I have an stream application like this one:
DataStream<MyObject> stream1 = source
.keyBy("clientip")
.flatMap(new MyFlatMapFunction())
.name("Stream1");
//...
public class MyFlatMapFunction extends RichFlatMapFunction<MyObject, MyObject> {
private transient ValueState<Boolean> valueState;
@Override
public void open(Configuration parameters)
{
StateTtlConfig ttlConfig = StateTtlConfig
.newBuilder(Time.minutes(12))
.setUpdateType(StateTtlConfig.UpdateType.OnCreateAndWrite)
.setStateVisibility(StateTtlConfig.StateVisibility.ReturnExpiredIfNotCleanedUp).cleanupInBackground()
.build();
ValueStateDescriptor<Boolean> valueStateeDescriptor = new ValueStateDescriptor<>(
"valueState",
Types.BOOLEAN);
valueStateeDescriptor.enableTimeToLive(ttlConfig);
valueState = getRuntimeContext().getState(valueState);
}
@Override
public void flatMap(MyObject myObject, Collector<MyObject> collector) throws Exception
{
// get value from value state, check if it is matched with something
// if matches some condition, then collector.collect(myObject)
// update state for each myObject
}
}
Not: there are 3 workers on different 3 machines with 16 parallelism.
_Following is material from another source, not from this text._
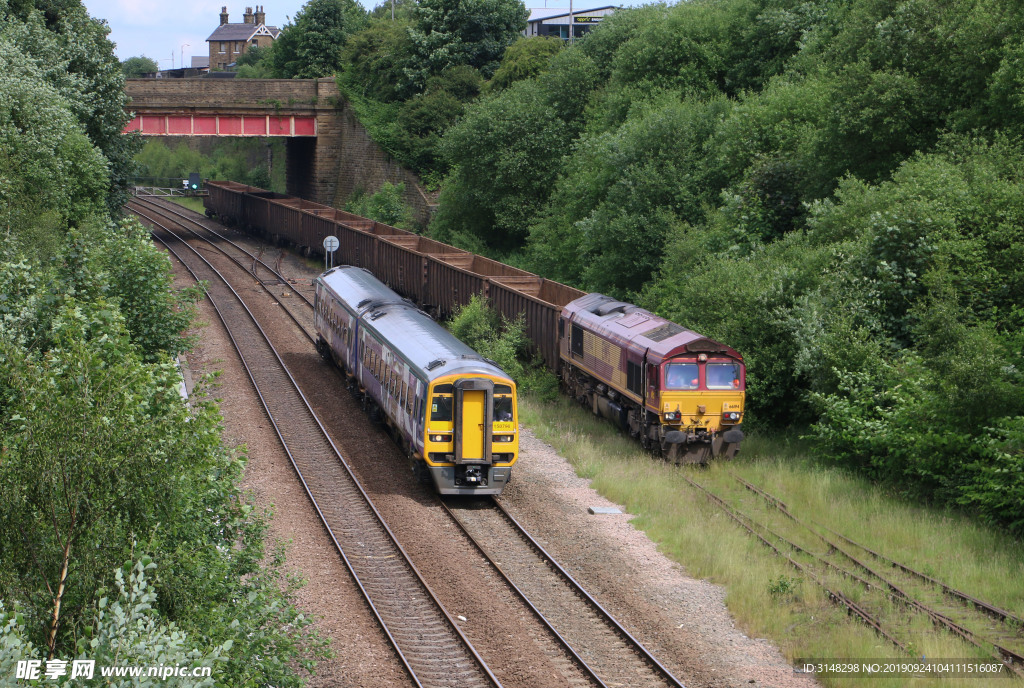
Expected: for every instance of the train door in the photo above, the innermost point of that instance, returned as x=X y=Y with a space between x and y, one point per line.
x=474 y=409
Total parallelism is 48.
When I am implementing this code, I have always assumed that "if ip address 1.2.3.4 matches the condition, then subsequent request from the same ip address 1.2.3.4 always matches with the condition until the state is cleared". Is this statement correct?
What I know from flink docs, if ip address 1.2.3.4 goes to the machine1 (by generating hash value of clientip), then all requests from ip address 1.2.3.4 always goes to the machine1?
open()
method is called once inside the taskmanager jvm. Therefore flink creates 48 instances of flatMapOperation(1-15 of 48 resides in machine1, 16-32 of 48 resides in machine2, 33-48 of 48 resides in machine3) and each flatMapInstance will run open method. That means 48 runs for open method?
At the end, all of 48 instances access the same state, but different values (because state is local). I mean, one portion instance group (let's say 16 instances on machine 1) will get the same state value.
Lastly, if there was no keyBy before FlatMap, then request from ip address 1.2.3.4 could go the machine1, machine2 or machine3 in a random manner?